New research funded by the statutory levy reveals that existing safer gambling tools are structurally ill-equipped to support people harmed by someone else’s gambling behaviour.
The Gambling Commission conducted the study by gathering testimony from 25 adults across Great Britain who had all experienced adverse effects from another person’s gambling within the past 12 months.
A central finding is that affected others tend to recognise the damage being done to them only at a very late stage, often once harms have already escalated significantly.
Interviews found that safer gambling tools are “encountered almost exclusively at crisis point by the affected other,” highlighting a structural flaw in how intervention frameworks are designed.
Because safer gambling tools require the person gambling to initiate and maintain them, they are not well set-up to accommodate those caught in the fallout of another person’s harmful gambling.
The Gambling Survey for Great Britain estimates that around 2.7% of British adults score eight or more on the Problem Gambling Severity Index, indicating they have experienced adverse consequences from their own gambling activity.
A further 9% of the entire British adult population fall into the category of affected other, with more than a quarter of those having experienced at least one severe consequence, defined as relationship breakdown, significant financial loss, or exposure to violence or abuse.
Despite the scale of these consequences, fewer than one in five affected others seek any form of support, according to the Gambling Survey for Great Britain 2024.
The increasing accessibility of online gambling and its frictionless user experience has made it far harder for those around a problem gambler to spot warning signs early.
One participant described how their partner’s gambling was initially disguised: “She said it was just a game from the App Store – obviously it wasn’t.
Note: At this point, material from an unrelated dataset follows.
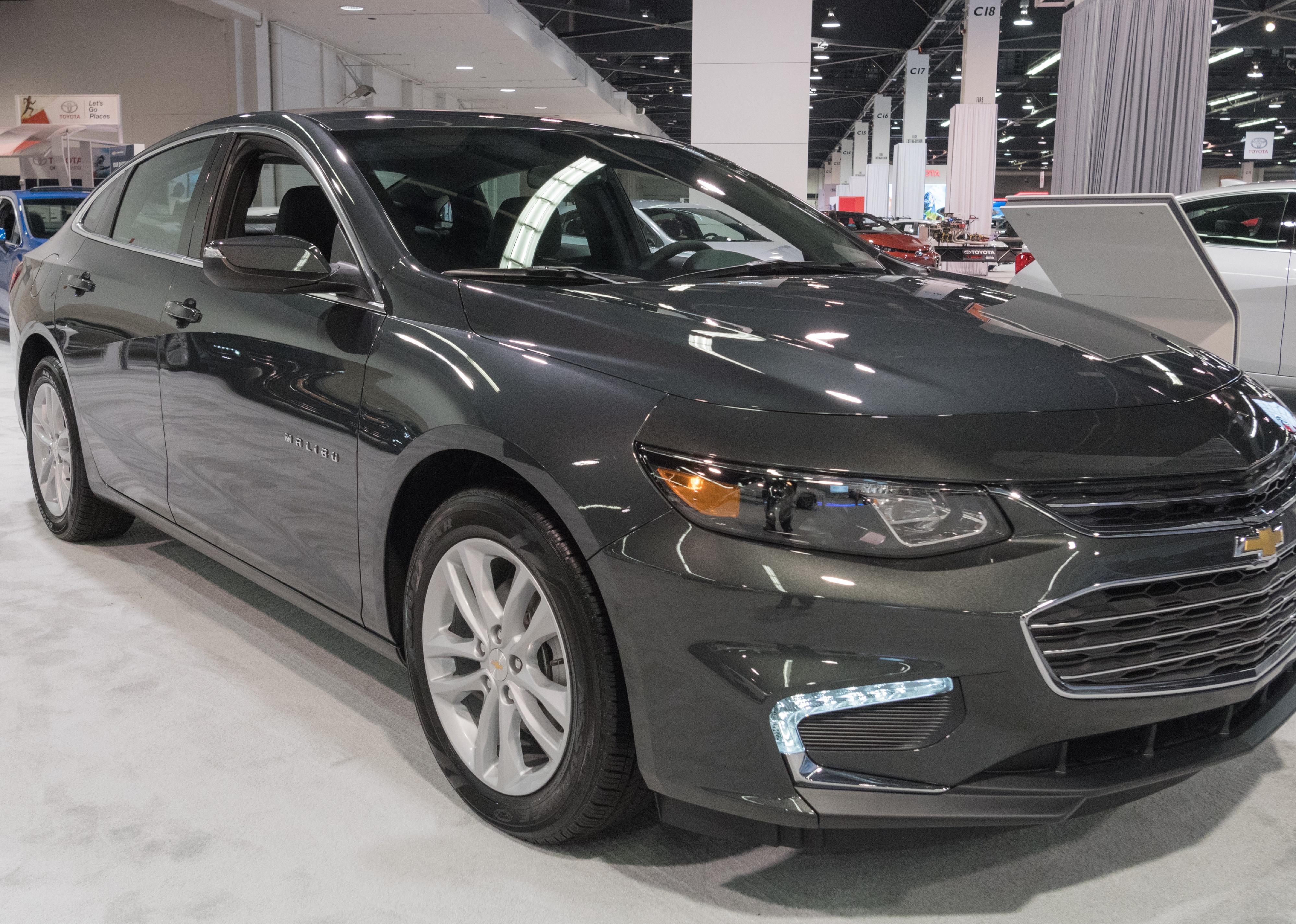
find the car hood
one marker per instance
(893, 242)
(856, 345)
It was all very, very secretive.”
This invisibility creates what the research describes as a state of “sustained hypervigilance,” concealing harms until they have compounded across multiple areas of a person’s life.
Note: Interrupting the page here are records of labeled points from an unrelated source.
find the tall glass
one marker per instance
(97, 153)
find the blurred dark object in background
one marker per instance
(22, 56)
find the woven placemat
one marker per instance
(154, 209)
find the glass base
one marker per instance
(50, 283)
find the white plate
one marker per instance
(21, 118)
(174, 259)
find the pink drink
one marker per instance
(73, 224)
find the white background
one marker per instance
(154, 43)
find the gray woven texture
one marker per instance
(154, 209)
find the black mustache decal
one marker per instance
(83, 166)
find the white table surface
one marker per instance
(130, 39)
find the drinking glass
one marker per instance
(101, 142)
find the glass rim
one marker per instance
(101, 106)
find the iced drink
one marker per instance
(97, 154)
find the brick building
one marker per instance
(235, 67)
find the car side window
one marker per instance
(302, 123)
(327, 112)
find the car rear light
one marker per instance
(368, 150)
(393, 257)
Health was the most frequently reported domain of harm, followed by relationships and financial situation, consistent with previous Gambling Survey for Great Britain findings.
Partners of those who gamble tend to sustain the most indirect harm, given their physical proximity, shared finances, and the mental burden of constant vigilance over their loved one’s behaviour.
Gambling advertising emerged as a “consistent and unprompted theme across interviews,” with one male partner of a gambler describing adverts as “inescapable.”
He elaborated further, saying: “It feels like from every direction, it’s on every screen and then we got one through the post from Gala Bingo, now they’re posting it to our house!”
Others described frustration at promotional offers, bonuses and pop-ups that continued to appear even after mitigation measures had been put in place.
Following the government’s introduction of the statutory levy, the Gambling Commission identified six research priorities and committed them to writing to provide direction amid any funding uncertainty.
This study falls under the regulator’s “Gambling-related harm and vulnerability” theme, with both its Lived Experience Advisory Panel and Consumer Voice research programme contributing to the process.
Humankind Research, one of four contracted partners supporting the Consumer Voice programme, was specifically commissioned to carry out these qualitative interviews given its focus on hard-to-reach audiences.
A companion report drawing from the same set of interviews is due in the coming months, exploring what the findings mean for support services, treatment providers, and the broader support ecosystem.